TOTENBERG: Maryland Attorney General Douglas Gansler counters that regardless, the search is de minimus - that it's negligible, compared to other privacy intrusions when an individual is arrested, even though that person is presumed innocent.

DOUGLAS GANSLER: They're presumed innocent when they're handcuffed. They're presumed innocent when they're strip-searched. And they're presumed innocent when they're sitting in jail awaiting trial. Those are far greater invasions of privacy than touching a Q-tip to the inside of your cheek for a second.
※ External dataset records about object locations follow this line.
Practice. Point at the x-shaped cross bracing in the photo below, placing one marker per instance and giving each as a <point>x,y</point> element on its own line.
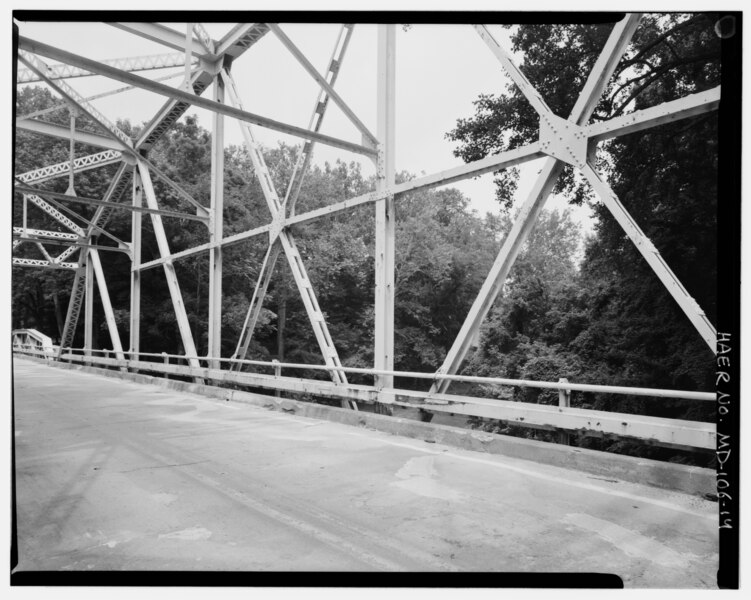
<point>562,141</point>
<point>567,141</point>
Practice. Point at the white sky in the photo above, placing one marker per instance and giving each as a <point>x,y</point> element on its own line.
<point>465,109</point>
<point>441,69</point>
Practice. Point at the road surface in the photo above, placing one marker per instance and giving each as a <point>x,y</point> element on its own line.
<point>114,475</point>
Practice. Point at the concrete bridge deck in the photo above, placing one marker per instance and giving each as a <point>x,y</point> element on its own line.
<point>114,475</point>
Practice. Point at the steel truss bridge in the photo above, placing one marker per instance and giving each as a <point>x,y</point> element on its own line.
<point>563,140</point>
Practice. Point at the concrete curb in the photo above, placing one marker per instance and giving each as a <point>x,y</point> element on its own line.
<point>683,478</point>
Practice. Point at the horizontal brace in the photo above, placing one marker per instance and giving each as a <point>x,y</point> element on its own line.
<point>29,262</point>
<point>60,242</point>
<point>165,90</point>
<point>228,241</point>
<point>241,37</point>
<point>25,189</point>
<point>488,164</point>
<point>667,112</point>
<point>84,163</point>
<point>165,36</point>
<point>136,63</point>
<point>42,234</point>
<point>83,137</point>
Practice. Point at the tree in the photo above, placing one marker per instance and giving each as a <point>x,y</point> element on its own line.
<point>634,333</point>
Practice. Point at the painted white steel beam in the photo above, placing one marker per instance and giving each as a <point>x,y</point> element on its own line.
<point>66,244</point>
<point>43,234</point>
<point>109,315</point>
<point>277,231</point>
<point>26,189</point>
<point>31,262</point>
<point>169,270</point>
<point>133,63</point>
<point>102,213</point>
<point>81,137</point>
<point>80,164</point>
<point>68,93</point>
<point>598,79</point>
<point>26,45</point>
<point>385,214</point>
<point>165,36</point>
<point>241,37</point>
<point>488,164</point>
<point>256,302</point>
<point>230,47</point>
<point>667,112</point>
<point>316,119</point>
<point>321,80</point>
<point>201,210</point>
<point>135,274</point>
<point>647,249</point>
<point>93,227</point>
<point>231,240</point>
<point>54,213</point>
<point>216,228</point>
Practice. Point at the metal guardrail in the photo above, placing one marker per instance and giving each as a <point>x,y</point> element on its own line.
<point>562,418</point>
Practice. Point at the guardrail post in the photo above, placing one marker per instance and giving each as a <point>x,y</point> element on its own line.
<point>277,373</point>
<point>564,401</point>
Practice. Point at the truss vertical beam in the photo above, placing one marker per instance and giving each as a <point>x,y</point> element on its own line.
<point>216,231</point>
<point>316,119</point>
<point>135,272</point>
<point>593,88</point>
<point>297,268</point>
<point>74,306</point>
<point>88,315</point>
<point>643,244</point>
<point>173,284</point>
<point>104,295</point>
<point>256,302</point>
<point>384,208</point>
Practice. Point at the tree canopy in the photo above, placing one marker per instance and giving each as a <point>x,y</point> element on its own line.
<point>590,310</point>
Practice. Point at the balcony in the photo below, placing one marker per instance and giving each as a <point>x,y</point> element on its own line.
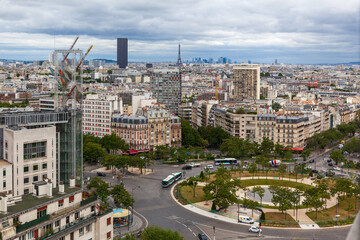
<point>32,223</point>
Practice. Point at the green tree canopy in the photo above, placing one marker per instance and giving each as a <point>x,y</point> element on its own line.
<point>154,232</point>
<point>92,152</point>
<point>122,196</point>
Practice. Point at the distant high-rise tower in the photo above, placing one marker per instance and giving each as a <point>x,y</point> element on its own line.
<point>178,63</point>
<point>122,52</point>
<point>246,81</point>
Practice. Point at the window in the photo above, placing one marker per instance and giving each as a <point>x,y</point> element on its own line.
<point>34,150</point>
<point>31,235</point>
<point>88,228</point>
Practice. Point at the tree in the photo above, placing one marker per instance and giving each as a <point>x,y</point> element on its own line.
<point>155,232</point>
<point>113,143</point>
<point>92,152</point>
<point>337,156</point>
<point>313,198</point>
<point>250,204</point>
<point>192,182</point>
<point>267,146</point>
<point>281,197</point>
<point>100,188</point>
<point>259,191</point>
<point>282,170</point>
<point>122,196</point>
<point>306,153</point>
<point>252,168</point>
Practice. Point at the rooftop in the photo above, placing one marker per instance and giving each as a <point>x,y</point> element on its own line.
<point>30,201</point>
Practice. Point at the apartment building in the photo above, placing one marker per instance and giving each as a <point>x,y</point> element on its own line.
<point>165,84</point>
<point>238,124</point>
<point>64,212</point>
<point>290,130</point>
<point>200,113</point>
<point>266,125</point>
<point>246,81</point>
<point>164,128</point>
<point>97,113</point>
<point>133,129</point>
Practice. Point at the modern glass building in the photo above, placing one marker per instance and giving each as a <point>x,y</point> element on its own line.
<point>122,52</point>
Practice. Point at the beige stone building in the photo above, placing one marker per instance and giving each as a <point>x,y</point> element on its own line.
<point>246,81</point>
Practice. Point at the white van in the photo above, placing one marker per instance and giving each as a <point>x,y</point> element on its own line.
<point>246,219</point>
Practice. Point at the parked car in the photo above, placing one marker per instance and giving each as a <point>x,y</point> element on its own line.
<point>187,167</point>
<point>255,229</point>
<point>202,236</point>
<point>101,174</point>
<point>209,166</point>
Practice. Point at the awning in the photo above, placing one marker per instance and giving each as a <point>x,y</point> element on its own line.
<point>119,213</point>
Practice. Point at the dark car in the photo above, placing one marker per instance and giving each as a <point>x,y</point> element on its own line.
<point>186,167</point>
<point>202,236</point>
<point>101,174</point>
TOTENBERG: Prosecutors and advocates for victims' rights contend there's no difference between DNA testing and fingerprinting.

Jayann Sepich, whose daughter was brutally raped and murdered, has crusaded for more DNA collection laws. It was a DNA match like Alonzo King's that finally brought her daughter's killer to justice three years after the crime.

JAYANN SEPICH: I think it is the fingerprint of the 21st century.

TOTENBERG: And indeed, the comparison with fingerprinting is a big hurdle to overcome for those challenging DNA collection. Defense lawyer Shanmugam will argue today that fingerprinting is different.

SHANMUGAM: Fingerprinting does not involve any intrusion into the body. But separate and apart from that, fingerprinting is used primarily for the purpose of identifying an individual who is in custody, for determining the name and identity of that individual.

TOTENBERG: Moreover, he notes that a complete DNA analysis can reveal a, quote, "treasure trove" of information about an individual's medical and personal history. Allowing the state to have access to that information without a warrant or some individualized suspicion, he says, is like loading an information gun to invade people's privacy.

State Attorney General Gansler sees that argument as nonsense.

GANSLER: There's never been an allegation anywhere that I'm aware of, in the history of the United States, that any police department has ever gone beyond using the DNA solely for identification purposes.

TOTENBERG: Gansler points out that the state law limits DNA testing to the small portion of information that law enforcement uses to match evidence from a crime scene. But defense lawyer Shanmugam calls that argument a "trust us" theory.

Ultimately, law enforcement authorities view DNA as the gold standard in crime detection. The push to add DNA profiles and crime scene DNA to the federal database is fueled by the idea that lives can be saved if serial rapists and murderers can be detected early in their careers and taken off the streets after one or two crimes, instead of a dozen or more.

The odds are that the Supreme Court will agree. The court has already issued a relatively rare order that permits Maryland to continue the testing while the justices consider the case.

Nina Totenberg, NPR News, Washington.